DocMorris, the Switzerland-listed online pharmacy, has revised its guidance for the first half of the year due to a decline in paper prescription sales and limited market access caused by Germany’s shift to e-prescriptions. The company now expects an adjusted EBITDA loss of around CHF 50 million ($58 million) for 2024, up from its previous forecast of breaking even. Sales growth is estimated between 5% and 10%, down from the previous 10%. The revised forecast includes the e-prescription business. Despite this, DocMorris maintains an adjusted EBITDA margin target of 8% in the medium term. In the first half of the year, the adjusted EBITDA loss narrowed to CHF 20.1 million from CHF 20.8 million in the prior-year period, beating analyst expectations of a CHF 21.3 million loss. Since Germany’s introduction of digital prescriptions in April, DocMorris has seen continuous growth in its prescription business.

Factuality Level: 8
Factuality Justification: The article provides accurate and objective information about DocMorris’s updated guidance on its financial performance, including changes in expected loss, sales growth, and adjusted Ebitda margin. It also includes relevant details about the impact of Germany’s shift to e-prescriptions on the company’s business. The information is based on the company’s own forecast and analyst expectations, making it a reliable source.
Noise Level: 2
Noise Justification: The article provides relevant information about DocMorris’s financial performance and guidance adjustments due to changes in the German market. It includes specific numbers and comparisons to previous forecasts and expectations. The content is focused on the topic without diving into unrelated territories.

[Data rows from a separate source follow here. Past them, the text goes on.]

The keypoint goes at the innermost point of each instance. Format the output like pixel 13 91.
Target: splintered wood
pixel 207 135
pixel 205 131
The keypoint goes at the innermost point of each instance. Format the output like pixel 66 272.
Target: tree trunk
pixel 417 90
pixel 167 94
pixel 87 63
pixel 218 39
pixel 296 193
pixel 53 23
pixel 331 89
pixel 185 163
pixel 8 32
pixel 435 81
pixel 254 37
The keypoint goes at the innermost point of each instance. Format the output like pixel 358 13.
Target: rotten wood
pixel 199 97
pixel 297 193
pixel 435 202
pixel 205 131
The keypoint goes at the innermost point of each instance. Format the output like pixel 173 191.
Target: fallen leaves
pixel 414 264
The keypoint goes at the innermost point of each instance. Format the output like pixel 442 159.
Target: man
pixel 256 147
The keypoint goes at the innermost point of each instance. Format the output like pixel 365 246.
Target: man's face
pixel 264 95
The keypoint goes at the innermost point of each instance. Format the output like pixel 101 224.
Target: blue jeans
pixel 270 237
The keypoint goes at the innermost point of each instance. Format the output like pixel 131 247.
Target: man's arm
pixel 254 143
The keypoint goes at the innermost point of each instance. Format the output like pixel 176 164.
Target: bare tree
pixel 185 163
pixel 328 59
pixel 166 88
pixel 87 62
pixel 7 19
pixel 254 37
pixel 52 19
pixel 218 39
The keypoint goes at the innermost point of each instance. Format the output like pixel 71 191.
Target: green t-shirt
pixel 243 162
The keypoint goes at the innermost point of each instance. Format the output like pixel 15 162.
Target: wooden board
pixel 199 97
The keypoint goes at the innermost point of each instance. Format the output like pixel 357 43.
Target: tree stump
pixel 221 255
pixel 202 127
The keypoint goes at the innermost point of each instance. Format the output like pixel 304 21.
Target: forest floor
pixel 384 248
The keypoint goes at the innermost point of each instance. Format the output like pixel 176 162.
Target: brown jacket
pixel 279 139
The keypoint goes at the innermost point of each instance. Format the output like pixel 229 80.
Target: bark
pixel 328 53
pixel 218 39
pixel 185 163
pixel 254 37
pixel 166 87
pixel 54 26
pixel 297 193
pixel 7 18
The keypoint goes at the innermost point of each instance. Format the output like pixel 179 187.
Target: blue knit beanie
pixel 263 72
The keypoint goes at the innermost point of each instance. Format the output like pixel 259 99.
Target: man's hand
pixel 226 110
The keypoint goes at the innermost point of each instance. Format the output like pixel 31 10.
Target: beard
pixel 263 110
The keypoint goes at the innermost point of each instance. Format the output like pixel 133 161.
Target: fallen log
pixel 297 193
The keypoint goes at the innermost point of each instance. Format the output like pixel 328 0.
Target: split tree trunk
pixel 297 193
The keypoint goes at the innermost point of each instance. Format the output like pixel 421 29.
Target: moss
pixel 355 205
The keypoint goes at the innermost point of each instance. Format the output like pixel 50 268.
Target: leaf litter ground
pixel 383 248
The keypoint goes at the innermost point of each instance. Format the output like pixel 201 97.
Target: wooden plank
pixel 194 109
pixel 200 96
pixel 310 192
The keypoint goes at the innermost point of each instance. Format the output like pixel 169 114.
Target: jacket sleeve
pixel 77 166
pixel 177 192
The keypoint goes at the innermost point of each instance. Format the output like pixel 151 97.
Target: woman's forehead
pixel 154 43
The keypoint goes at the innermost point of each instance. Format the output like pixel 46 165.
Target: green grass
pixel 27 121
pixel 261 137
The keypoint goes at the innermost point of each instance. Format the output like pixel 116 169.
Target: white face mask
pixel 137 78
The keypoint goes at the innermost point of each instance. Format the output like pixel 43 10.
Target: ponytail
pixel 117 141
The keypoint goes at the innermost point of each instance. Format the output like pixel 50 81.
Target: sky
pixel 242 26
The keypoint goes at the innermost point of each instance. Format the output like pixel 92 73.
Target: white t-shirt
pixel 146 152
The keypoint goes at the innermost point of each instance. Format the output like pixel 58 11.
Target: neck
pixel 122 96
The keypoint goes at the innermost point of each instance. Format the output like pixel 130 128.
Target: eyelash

Public Companies: DocMorris (not provided)
Key People: Helena Smolak (Author)

Financial Relevance: Yes
Financial Markets Impacted: German financial markets and pharmaceutical companies
Financial Rating Justification: The article discusses DocMorris’s adjusted EBITDA, net loss, and sales forecast, which are financial metrics that impact the company’s performance and can affect the stock prices of similar businesses in the pharmacy industry. The shift to e-prescriptions in Germany also has an impact on the market access for these companies.
Presence Of Extreme Event: No
Nature Of Extreme Event: No
Impact Rating Of The Extreme Event: No
Extreme Rating Justification: There is no mention of an extreme event in the text.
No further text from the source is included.